Tutorial: Use a Windows VM system-assigned managed identity to access Azure Data Lake Store

Managed identities for Azure resources is a feature of Microsoft Entra ID. Each of the Azure services that support managed identities for Azure resources are subject to their own timeline. Make sure you review the availability status of managed identities for your resource and known issues before you begin.

This tutorial shows you how to use a system-assigned managed identity for a Windows virtual machine (VM) to access an Azure Data Lake Store. Managed identities are automatically managed by Azure. They enable your application to authenticate to services that support Microsoft Entra authentication, without needing to insert credentials into your code.

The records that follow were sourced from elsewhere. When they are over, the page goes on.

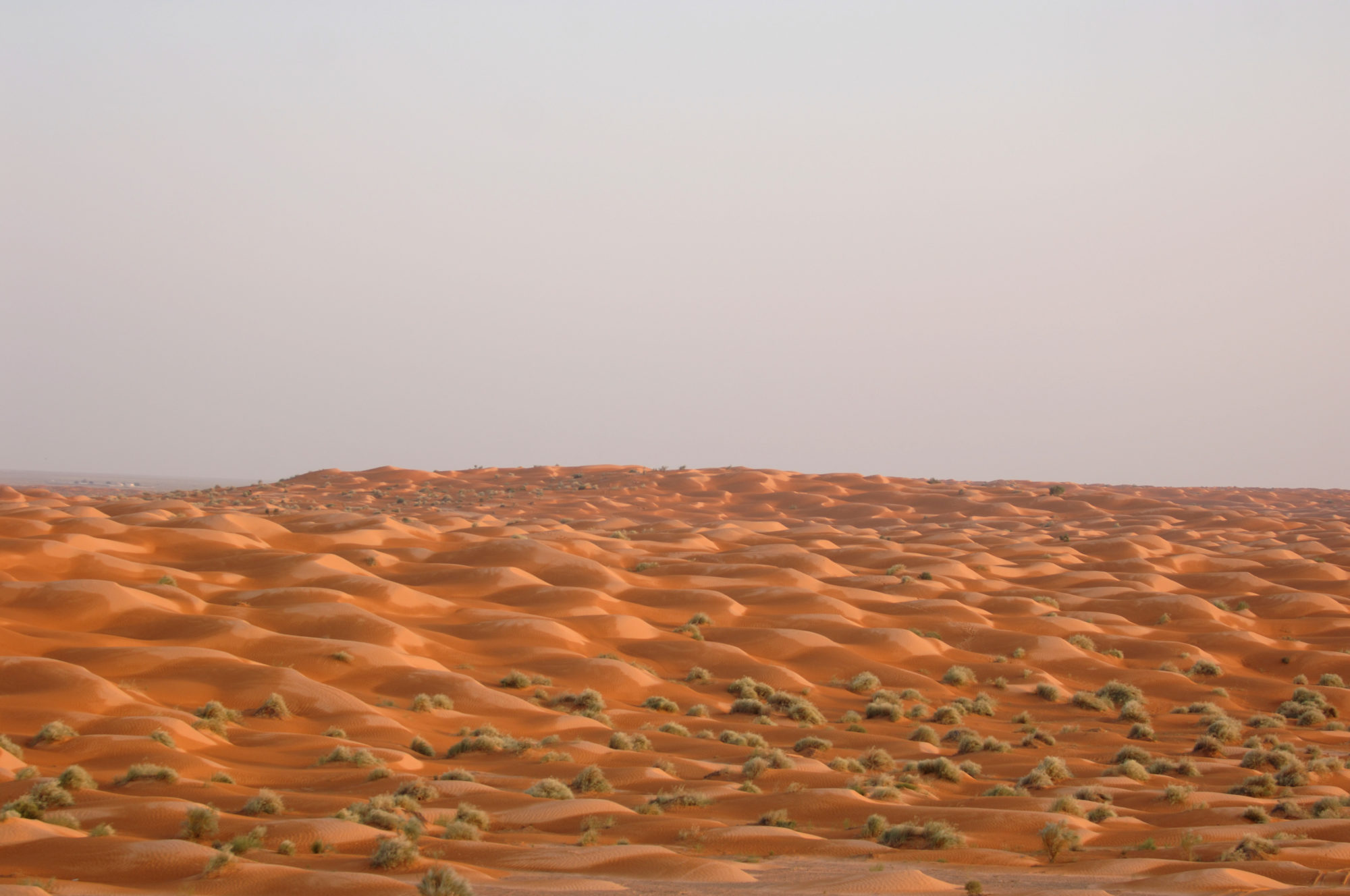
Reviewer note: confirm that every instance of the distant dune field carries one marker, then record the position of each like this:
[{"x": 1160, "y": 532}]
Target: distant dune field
[{"x": 605, "y": 679}]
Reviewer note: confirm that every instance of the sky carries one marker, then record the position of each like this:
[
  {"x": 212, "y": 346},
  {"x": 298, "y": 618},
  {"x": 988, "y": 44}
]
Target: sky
[{"x": 1091, "y": 242}]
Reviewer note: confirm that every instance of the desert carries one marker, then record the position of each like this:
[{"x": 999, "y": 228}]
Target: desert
[{"x": 722, "y": 681}]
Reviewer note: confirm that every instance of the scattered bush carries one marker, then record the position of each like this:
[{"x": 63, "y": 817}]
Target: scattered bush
[
  {"x": 200, "y": 822},
  {"x": 592, "y": 781}
]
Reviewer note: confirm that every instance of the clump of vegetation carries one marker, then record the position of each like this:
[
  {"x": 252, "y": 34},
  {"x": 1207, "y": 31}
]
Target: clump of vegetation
[
  {"x": 53, "y": 733},
  {"x": 592, "y": 781},
  {"x": 200, "y": 822},
  {"x": 1058, "y": 837},
  {"x": 395, "y": 852},
  {"x": 275, "y": 708},
  {"x": 264, "y": 804}
]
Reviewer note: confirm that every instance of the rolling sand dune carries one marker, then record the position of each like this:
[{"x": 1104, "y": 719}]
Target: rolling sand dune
[{"x": 611, "y": 679}]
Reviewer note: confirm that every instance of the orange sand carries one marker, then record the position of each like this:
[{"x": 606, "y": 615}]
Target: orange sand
[{"x": 352, "y": 594}]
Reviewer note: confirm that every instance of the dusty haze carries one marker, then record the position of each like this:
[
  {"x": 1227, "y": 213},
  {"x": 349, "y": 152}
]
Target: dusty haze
[{"x": 1090, "y": 242}]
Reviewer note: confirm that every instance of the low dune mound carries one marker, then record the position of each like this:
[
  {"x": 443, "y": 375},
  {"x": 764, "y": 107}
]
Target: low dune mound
[{"x": 619, "y": 678}]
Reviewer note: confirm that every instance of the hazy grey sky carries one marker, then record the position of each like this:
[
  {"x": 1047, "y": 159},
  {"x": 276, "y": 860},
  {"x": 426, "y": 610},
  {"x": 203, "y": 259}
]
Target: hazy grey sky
[{"x": 1101, "y": 242}]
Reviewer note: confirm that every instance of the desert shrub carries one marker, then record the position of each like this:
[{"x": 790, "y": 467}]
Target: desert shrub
[
  {"x": 394, "y": 852},
  {"x": 418, "y": 789},
  {"x": 1058, "y": 837},
  {"x": 441, "y": 880},
  {"x": 929, "y": 835},
  {"x": 1206, "y": 669},
  {"x": 1260, "y": 786},
  {"x": 1101, "y": 814},
  {"x": 1089, "y": 701},
  {"x": 275, "y": 708},
  {"x": 200, "y": 822},
  {"x": 264, "y": 804},
  {"x": 812, "y": 746},
  {"x": 777, "y": 818},
  {"x": 680, "y": 798},
  {"x": 592, "y": 781},
  {"x": 959, "y": 677},
  {"x": 1050, "y": 771},
  {"x": 76, "y": 779},
  {"x": 889, "y": 712},
  {"x": 948, "y": 716},
  {"x": 55, "y": 733},
  {"x": 1067, "y": 806},
  {"x": 750, "y": 706},
  {"x": 1132, "y": 752}
]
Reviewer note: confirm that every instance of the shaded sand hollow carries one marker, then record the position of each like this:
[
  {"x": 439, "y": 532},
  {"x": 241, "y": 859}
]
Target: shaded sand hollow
[{"x": 739, "y": 681}]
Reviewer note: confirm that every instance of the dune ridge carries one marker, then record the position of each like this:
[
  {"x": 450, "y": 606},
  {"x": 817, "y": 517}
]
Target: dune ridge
[{"x": 739, "y": 681}]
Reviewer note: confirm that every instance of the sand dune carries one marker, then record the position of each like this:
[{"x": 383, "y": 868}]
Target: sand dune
[{"x": 742, "y": 681}]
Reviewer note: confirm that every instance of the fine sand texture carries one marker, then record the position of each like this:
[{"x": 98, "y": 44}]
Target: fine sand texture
[{"x": 732, "y": 681}]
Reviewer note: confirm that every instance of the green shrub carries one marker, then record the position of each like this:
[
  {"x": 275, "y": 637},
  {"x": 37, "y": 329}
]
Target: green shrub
[
  {"x": 441, "y": 880},
  {"x": 394, "y": 852},
  {"x": 200, "y": 822},
  {"x": 591, "y": 781}
]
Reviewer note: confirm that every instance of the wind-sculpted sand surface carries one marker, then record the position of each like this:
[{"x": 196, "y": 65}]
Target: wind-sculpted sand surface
[{"x": 673, "y": 682}]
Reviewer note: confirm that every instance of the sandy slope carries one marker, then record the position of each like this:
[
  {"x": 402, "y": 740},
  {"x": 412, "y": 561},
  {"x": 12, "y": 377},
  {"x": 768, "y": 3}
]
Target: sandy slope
[{"x": 353, "y": 594}]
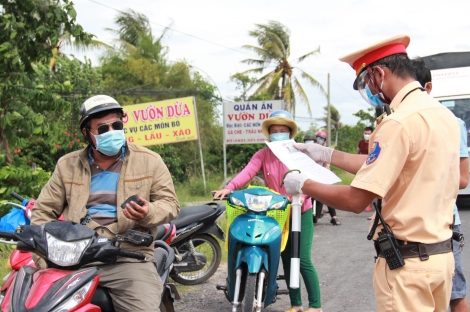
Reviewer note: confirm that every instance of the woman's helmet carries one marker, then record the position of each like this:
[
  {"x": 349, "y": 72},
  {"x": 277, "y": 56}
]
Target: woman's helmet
[
  {"x": 309, "y": 135},
  {"x": 97, "y": 104},
  {"x": 321, "y": 134},
  {"x": 280, "y": 117}
]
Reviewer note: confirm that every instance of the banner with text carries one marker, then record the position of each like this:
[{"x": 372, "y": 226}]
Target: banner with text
[
  {"x": 242, "y": 120},
  {"x": 161, "y": 122}
]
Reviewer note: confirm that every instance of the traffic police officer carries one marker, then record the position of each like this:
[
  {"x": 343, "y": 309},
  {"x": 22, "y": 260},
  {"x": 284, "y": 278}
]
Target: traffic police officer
[{"x": 416, "y": 178}]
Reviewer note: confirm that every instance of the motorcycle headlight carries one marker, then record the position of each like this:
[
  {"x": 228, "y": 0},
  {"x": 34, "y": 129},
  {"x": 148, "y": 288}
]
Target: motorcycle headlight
[
  {"x": 75, "y": 299},
  {"x": 237, "y": 202},
  {"x": 278, "y": 205},
  {"x": 65, "y": 253},
  {"x": 258, "y": 203}
]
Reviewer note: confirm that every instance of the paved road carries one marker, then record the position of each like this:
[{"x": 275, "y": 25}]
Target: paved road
[{"x": 344, "y": 260}]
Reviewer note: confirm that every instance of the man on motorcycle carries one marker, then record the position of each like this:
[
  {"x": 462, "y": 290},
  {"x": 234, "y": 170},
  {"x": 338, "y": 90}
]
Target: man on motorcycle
[{"x": 88, "y": 187}]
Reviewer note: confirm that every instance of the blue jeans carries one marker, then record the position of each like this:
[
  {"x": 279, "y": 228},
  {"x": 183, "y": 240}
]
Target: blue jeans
[{"x": 459, "y": 286}]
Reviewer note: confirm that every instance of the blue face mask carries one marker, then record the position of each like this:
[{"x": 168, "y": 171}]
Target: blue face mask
[
  {"x": 279, "y": 136},
  {"x": 111, "y": 142},
  {"x": 373, "y": 99}
]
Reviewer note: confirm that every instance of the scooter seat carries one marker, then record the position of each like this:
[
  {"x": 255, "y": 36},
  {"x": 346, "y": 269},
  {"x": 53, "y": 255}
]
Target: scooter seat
[
  {"x": 161, "y": 231},
  {"x": 102, "y": 299},
  {"x": 161, "y": 256},
  {"x": 192, "y": 214}
]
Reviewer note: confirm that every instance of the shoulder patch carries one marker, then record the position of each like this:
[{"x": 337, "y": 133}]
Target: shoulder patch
[{"x": 374, "y": 153}]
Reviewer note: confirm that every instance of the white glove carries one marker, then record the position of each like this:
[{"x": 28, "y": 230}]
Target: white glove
[
  {"x": 293, "y": 182},
  {"x": 318, "y": 153}
]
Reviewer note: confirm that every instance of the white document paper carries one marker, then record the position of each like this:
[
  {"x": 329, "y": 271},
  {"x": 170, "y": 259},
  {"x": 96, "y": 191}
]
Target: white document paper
[{"x": 295, "y": 159}]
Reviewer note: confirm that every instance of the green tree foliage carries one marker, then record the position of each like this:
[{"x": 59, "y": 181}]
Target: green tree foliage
[
  {"x": 26, "y": 28},
  {"x": 139, "y": 63},
  {"x": 349, "y": 137},
  {"x": 366, "y": 117},
  {"x": 335, "y": 121},
  {"x": 274, "y": 51},
  {"x": 60, "y": 136}
]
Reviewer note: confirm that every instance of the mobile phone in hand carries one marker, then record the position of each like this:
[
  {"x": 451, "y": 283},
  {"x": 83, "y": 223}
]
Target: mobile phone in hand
[{"x": 134, "y": 198}]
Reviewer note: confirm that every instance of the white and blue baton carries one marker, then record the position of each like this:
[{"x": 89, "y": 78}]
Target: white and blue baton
[{"x": 295, "y": 240}]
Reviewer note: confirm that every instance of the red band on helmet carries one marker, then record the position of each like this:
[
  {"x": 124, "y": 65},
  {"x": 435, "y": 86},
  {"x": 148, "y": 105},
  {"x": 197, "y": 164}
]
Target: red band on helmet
[{"x": 377, "y": 54}]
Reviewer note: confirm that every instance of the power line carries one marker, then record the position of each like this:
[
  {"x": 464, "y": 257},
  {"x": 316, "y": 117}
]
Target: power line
[{"x": 186, "y": 34}]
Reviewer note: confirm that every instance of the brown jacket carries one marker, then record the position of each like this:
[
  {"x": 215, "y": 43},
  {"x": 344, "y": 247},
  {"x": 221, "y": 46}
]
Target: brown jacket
[{"x": 143, "y": 173}]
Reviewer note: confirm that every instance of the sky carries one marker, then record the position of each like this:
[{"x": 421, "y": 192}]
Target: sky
[{"x": 209, "y": 35}]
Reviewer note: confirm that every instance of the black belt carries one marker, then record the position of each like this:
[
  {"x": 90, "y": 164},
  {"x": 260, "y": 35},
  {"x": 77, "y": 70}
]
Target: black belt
[{"x": 418, "y": 250}]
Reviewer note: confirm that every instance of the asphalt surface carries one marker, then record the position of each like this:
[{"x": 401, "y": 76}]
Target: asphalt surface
[{"x": 344, "y": 260}]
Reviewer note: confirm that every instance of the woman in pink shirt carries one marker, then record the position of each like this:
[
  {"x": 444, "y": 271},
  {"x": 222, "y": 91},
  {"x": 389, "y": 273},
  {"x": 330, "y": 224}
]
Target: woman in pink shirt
[{"x": 281, "y": 126}]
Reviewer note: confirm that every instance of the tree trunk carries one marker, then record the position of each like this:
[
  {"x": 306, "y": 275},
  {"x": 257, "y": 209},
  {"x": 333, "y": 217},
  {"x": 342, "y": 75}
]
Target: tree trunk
[
  {"x": 5, "y": 147},
  {"x": 336, "y": 137}
]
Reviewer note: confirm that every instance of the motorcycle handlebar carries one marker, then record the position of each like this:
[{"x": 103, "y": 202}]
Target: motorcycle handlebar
[
  {"x": 15, "y": 195},
  {"x": 7, "y": 235},
  {"x": 131, "y": 254}
]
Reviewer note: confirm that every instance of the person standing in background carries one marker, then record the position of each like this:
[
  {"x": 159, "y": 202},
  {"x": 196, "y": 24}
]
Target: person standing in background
[
  {"x": 320, "y": 138},
  {"x": 458, "y": 302},
  {"x": 363, "y": 146}
]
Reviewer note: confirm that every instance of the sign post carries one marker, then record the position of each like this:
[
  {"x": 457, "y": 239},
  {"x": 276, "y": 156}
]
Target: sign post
[
  {"x": 242, "y": 123},
  {"x": 163, "y": 122}
]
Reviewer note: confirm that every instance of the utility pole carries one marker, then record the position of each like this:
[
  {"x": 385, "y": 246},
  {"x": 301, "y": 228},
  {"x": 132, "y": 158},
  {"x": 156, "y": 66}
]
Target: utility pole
[{"x": 328, "y": 116}]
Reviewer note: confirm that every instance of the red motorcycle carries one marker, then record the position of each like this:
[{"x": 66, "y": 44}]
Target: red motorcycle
[
  {"x": 14, "y": 297},
  {"x": 65, "y": 285}
]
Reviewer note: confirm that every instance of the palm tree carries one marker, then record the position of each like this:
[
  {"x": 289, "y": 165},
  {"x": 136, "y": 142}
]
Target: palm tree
[
  {"x": 335, "y": 119},
  {"x": 134, "y": 32},
  {"x": 274, "y": 51},
  {"x": 65, "y": 40}
]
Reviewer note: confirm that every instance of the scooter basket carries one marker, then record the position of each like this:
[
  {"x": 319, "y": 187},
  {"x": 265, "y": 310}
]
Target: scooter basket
[{"x": 280, "y": 215}]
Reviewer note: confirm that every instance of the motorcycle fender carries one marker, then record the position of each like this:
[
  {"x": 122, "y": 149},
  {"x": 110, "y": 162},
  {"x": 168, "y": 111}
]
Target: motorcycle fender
[
  {"x": 254, "y": 257},
  {"x": 216, "y": 231}
]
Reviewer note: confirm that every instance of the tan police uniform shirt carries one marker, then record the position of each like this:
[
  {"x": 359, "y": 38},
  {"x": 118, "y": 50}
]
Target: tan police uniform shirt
[{"x": 413, "y": 164}]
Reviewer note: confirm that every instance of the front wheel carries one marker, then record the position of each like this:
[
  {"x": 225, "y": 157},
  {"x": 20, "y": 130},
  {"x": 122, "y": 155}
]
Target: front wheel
[
  {"x": 248, "y": 303},
  {"x": 207, "y": 245}
]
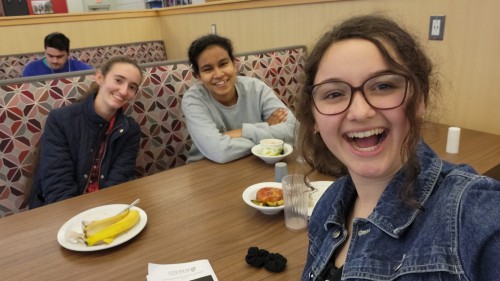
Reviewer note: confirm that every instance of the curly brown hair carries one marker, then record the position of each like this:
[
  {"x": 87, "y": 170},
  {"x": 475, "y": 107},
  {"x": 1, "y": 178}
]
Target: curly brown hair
[{"x": 409, "y": 59}]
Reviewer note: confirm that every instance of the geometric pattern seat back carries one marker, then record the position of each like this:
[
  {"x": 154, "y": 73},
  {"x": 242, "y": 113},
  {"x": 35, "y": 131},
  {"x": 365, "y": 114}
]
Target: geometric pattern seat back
[
  {"x": 11, "y": 66},
  {"x": 165, "y": 141}
]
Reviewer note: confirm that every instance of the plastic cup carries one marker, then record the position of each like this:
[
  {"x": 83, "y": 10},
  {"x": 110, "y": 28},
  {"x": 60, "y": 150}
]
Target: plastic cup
[{"x": 295, "y": 197}]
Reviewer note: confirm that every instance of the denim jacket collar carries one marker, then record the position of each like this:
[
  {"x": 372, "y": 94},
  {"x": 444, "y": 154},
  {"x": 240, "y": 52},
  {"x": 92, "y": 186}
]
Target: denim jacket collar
[{"x": 391, "y": 215}]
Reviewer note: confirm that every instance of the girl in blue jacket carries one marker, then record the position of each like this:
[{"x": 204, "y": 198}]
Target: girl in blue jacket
[
  {"x": 396, "y": 211},
  {"x": 90, "y": 145}
]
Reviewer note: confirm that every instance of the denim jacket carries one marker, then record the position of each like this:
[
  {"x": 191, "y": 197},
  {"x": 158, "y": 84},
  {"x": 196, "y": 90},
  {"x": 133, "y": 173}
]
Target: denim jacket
[{"x": 455, "y": 236}]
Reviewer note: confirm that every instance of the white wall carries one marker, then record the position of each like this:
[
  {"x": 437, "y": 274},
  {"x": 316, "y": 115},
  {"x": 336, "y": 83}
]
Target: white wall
[{"x": 75, "y": 6}]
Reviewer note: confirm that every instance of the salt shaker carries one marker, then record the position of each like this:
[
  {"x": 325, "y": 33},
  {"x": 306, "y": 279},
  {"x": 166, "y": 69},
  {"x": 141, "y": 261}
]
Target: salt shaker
[{"x": 280, "y": 170}]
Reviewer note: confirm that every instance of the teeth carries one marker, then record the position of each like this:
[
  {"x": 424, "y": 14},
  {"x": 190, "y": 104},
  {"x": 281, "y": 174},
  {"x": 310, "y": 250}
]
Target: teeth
[{"x": 365, "y": 134}]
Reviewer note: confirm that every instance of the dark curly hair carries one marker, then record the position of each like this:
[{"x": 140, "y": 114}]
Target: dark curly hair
[
  {"x": 56, "y": 40},
  {"x": 409, "y": 59},
  {"x": 200, "y": 44}
]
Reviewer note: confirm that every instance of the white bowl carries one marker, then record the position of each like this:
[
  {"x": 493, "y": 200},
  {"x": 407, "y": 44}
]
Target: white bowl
[
  {"x": 250, "y": 194},
  {"x": 257, "y": 151}
]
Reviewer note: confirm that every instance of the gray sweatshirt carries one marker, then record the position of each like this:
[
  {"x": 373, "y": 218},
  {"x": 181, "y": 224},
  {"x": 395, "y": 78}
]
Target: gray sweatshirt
[{"x": 207, "y": 120}]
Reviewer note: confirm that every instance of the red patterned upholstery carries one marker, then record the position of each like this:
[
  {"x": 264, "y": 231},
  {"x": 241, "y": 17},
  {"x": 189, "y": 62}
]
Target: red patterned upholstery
[
  {"x": 164, "y": 140},
  {"x": 11, "y": 66}
]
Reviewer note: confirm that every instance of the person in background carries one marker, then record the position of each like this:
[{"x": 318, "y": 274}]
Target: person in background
[
  {"x": 397, "y": 211},
  {"x": 56, "y": 58},
  {"x": 227, "y": 114},
  {"x": 90, "y": 145}
]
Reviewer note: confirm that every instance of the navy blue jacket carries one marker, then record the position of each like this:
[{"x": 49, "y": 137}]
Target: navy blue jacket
[{"x": 70, "y": 139}]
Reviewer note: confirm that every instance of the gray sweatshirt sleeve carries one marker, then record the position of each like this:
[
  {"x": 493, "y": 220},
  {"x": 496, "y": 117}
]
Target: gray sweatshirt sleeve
[{"x": 207, "y": 120}]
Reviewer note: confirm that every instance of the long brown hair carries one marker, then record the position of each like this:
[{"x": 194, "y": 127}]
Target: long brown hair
[{"x": 411, "y": 61}]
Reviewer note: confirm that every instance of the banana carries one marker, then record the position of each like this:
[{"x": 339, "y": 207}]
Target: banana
[
  {"x": 91, "y": 228},
  {"x": 109, "y": 233}
]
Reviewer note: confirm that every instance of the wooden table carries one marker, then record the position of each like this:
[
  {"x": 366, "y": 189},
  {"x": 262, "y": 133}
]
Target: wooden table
[
  {"x": 194, "y": 212},
  {"x": 478, "y": 149}
]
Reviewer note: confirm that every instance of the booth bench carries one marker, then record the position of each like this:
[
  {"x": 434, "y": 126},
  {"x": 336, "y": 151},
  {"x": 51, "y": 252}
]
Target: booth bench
[
  {"x": 11, "y": 66},
  {"x": 165, "y": 142}
]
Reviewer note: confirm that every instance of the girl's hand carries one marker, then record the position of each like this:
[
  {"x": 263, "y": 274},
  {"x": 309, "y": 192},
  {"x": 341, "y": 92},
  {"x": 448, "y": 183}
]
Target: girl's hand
[{"x": 278, "y": 116}]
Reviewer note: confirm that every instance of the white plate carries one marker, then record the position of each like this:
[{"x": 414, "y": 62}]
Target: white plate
[
  {"x": 75, "y": 225},
  {"x": 321, "y": 187}
]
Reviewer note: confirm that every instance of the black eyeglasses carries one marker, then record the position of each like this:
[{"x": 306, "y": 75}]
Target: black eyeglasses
[{"x": 383, "y": 91}]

In this article you learn how to:

  • Grant your VM access to an Azure Data Lake Store
  • Get an access token using the VM identity and use it to access an Azure Data Lake Store

Prerequisites

Enable

Enabling a system-assigned managed identity is a one-click experience. You can either enable it during the creation of a VM or in the properties of an existing VM.

Screenshot shows the System assigned tab for a virtual machine where you can turn on the System assigned status.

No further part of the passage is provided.